Ziada Ayorech, first author of the study from the Institute of Psychiatry, Psychology & Neuroscience (IoPPN) at King’s College London, said: ‘The role of parent’s education in their children’s educational outcomes has previously been thought of as environmental, but our study suggests a strong genetic component too. These results show that half of the differences between whether families were socially mobile or not, can be attributed to genetic differences between them.
‘This tells us that if we want to reduce educational inequalities, it’s important to understand children’s genetic propensity for educational achievement. That way, we can better identify those who require more support.’

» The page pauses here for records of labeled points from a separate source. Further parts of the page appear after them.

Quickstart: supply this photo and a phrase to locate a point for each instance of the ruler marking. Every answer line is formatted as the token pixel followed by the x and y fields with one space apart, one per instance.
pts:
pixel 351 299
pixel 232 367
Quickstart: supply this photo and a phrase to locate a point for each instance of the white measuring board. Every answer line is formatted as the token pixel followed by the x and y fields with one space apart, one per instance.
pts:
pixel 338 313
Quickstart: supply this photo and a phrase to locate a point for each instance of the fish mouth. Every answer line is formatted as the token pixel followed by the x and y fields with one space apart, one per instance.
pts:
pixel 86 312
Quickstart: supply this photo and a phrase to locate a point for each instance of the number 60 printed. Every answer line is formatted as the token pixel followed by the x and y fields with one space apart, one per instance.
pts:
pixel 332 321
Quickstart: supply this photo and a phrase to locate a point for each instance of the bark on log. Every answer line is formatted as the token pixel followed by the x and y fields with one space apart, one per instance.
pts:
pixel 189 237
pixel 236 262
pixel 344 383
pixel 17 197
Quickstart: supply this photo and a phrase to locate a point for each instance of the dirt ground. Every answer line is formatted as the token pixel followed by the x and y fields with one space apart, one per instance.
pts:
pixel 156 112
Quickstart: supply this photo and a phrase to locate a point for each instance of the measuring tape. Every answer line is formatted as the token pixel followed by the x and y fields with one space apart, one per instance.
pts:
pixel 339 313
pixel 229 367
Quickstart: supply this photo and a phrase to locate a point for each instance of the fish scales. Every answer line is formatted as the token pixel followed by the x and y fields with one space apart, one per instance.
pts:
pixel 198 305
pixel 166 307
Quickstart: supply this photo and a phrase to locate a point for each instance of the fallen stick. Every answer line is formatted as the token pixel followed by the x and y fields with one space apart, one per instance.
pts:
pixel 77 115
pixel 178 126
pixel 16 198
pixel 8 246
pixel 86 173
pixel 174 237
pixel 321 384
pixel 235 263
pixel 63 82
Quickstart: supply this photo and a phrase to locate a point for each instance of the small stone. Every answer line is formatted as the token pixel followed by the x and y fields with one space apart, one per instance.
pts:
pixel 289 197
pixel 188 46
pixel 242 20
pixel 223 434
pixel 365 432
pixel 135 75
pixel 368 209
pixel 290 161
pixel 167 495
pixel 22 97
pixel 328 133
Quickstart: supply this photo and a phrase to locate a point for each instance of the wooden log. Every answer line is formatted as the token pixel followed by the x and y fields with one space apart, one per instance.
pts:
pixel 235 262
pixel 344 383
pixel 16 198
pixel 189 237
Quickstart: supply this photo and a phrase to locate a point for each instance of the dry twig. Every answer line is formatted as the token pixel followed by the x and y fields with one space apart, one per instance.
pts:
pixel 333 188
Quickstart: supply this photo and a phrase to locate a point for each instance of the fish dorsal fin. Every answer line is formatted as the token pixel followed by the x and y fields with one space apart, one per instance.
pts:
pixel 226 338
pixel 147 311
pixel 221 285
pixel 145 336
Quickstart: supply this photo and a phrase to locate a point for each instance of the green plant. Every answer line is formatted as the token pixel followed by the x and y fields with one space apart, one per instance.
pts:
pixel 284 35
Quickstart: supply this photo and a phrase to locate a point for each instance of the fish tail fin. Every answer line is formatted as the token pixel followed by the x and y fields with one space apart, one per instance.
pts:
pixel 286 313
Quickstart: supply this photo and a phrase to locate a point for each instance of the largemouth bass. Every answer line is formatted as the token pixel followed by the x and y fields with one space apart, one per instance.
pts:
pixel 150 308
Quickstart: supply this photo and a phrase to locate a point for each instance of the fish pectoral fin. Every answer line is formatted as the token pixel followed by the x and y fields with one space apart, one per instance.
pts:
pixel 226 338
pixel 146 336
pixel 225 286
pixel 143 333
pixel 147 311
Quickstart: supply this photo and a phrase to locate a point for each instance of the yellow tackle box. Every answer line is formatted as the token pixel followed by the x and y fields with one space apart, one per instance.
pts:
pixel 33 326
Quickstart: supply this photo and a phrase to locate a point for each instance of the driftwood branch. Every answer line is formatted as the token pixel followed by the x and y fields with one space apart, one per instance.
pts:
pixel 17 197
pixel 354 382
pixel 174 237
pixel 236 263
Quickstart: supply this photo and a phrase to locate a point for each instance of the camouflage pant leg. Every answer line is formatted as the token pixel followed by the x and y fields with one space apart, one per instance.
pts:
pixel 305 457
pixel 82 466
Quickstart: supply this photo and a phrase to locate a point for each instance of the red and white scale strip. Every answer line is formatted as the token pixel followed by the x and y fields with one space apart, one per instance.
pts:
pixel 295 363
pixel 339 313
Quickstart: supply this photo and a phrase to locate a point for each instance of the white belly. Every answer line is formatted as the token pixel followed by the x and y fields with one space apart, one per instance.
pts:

Dr Sophie von Stumm, senior author and a Senior Lecturer at Goldsmiths University of London, added: ‘Finding genetic influences on social mobility can be viewed as an index of equality, rather than inequality. The reason is that genetics can only play a significant role for children’s educational attainment if their environmental opportunities are relatively equal.‘
Abstract of the study:
Using twin (6,105 twin pairs) and genomic (5,825 unrelated individuals taken from the twin sample) analyses, we tested for genetic influences on the parent-offspring correspondence in educational attainment. Genetics accounted for nearly half of the variance in intergenerational educational attainment. A genomewide polygenic score (GPS) for years of education was also associated with intergenerational educational attainment: The highest and lowest GPS means were found for offspring in stably educated families (i.e., who had taken A Levels and had a university-educated parent; M = 0.43, SD = 0.97) and stably uneducated families (i.e., who had not taken A Levels and had no university-educated parent; M = −0.19, SD = 0.97). The average GPSs fell in between for children who were upwardly mobile (i.e., who had taken A Levels but had no university-educated parent; M = 0.05, SD = 0.96) and children who were downwardly mobile (i.e., who had not taken A Levels but had a university-educated parent; M = 0.28, SD = 1.03). Genetic influences on intergenerational educational attainment can be viewed as an index of equality of educational opportunity.